Cher monsieur, je réponds avec plaisir à votre démarche, en vous envoyant un court et fidèle récit de la conversion et de l’heureuse mort de mon frère. Salomon a dit que la fin d’une chose vaut mieux que son commencement; grâce soient rendues à notre miséricordieux Seigneur, cette parole vient d'être encore une fois pleinement réalisée, et je puis la répéter ici dans la joie de mon cœur.

Le frère chéri que j’ai récemment perdu a mené une conduite honnête et irréprochable selon la loi, depuis ses plus jeunes années. Comme étudiant, il avait obtenu les témoignages les plus flatteurs et les plus honorables de la part de ses professeurs, qui le présentaient souvent à ses condisciples comme un sujet d'imitation. Ces éloges lui attirèrent l’envie du petit nombre et l’estime de tous les hommes distingués.

Mon frère n’était pas insensible aux louanges de ses maîtres; il appréciait son mérite; mais l'ignorance où il vivait sur l'état de son propre cœur, et sa confiance dans sa justice personnelle, augmentèrent avec les années.


À l'université de H....., il fit des études en théologie, mais il n'entendit et n’apprit rien de la théologie de Christ, rien de l'Homme-Dieu, qui ne nous est pas seulement donné dans l’Évangile comme un docteur de morale, mais qui s'offre surtout à nous comme la victime de propitiation pour nos péchés, et comme le Médiateur entre un Dieu saint et des créatures rebelles.
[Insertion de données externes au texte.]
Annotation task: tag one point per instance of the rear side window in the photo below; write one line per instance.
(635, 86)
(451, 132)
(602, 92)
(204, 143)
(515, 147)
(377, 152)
Mon frère ne trouva point en Jésus le chemin, la vérité et la vie.

Au contraire, il s’attacha spécialement aux professeurs qui avaient banni l’orthodoxie de leurs leçons, comme une vieille doctrine tombée en désuétude, et la croix de Jésus-Christ lui devint de plus en plus un scandale et une folie.
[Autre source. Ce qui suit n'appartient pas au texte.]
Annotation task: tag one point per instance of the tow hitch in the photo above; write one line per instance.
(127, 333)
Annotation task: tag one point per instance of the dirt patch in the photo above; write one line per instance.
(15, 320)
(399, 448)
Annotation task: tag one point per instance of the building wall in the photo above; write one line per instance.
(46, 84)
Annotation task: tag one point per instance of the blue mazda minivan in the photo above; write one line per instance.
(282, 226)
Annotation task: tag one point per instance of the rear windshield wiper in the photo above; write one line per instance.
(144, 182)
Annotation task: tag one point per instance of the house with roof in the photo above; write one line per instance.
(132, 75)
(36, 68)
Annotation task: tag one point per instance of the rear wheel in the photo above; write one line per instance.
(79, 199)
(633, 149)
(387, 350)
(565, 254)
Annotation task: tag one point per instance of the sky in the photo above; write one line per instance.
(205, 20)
Il se jugea trop vertueux pour avoir besoin d’un Rédempteur, et trop juste devant Dieu et devant les hommes pour se revêtir de la justice d'un autre, soit dans ce monde, soit dans le monde à venir.


Lorsqu'il sortit de l'université, il était déiste, dans le plus mauvais sens de ce mot.
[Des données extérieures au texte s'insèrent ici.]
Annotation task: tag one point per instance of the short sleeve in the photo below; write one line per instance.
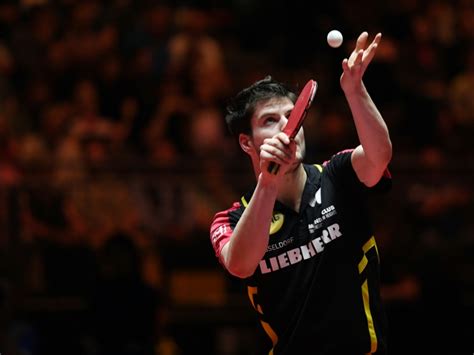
(222, 227)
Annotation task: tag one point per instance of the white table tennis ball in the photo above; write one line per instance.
(334, 38)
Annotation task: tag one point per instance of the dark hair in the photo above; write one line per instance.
(242, 106)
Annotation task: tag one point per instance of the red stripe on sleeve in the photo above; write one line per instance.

Sa croyance en Dieu n'était rien de plus que l'idée vague et flottante qu'il devait exister une Divinité, qui accordait quelque attention aux affaires de ce monde. Il ne confessait pas autre chose devant ses amis que l'existence de Dieu.

Du reste, il considérait la moralité et la vertu comme indépendantes de son symbole déiste; il en cherchait le principe et la règle dans la raison même de l'homme, et tenait la morale d’Épictète, de Platon et des autres philosophes de l'antiquité pour plus conforme aux lois de la nature humaine que la morale de Jésus-Christ.

Avec ces opinions qu’il n’avait pas déclarées ouvertement, il entra dans la famille du baron de P*** comme précepteur.

Il cacha soigneusement ses idées religieuses, ou plutôt irréligieuses, pendant les premières semaines, mais c'était pour lui un fardeau d'instruire ses deux élèves dans les doctrines enseignées par la Bible.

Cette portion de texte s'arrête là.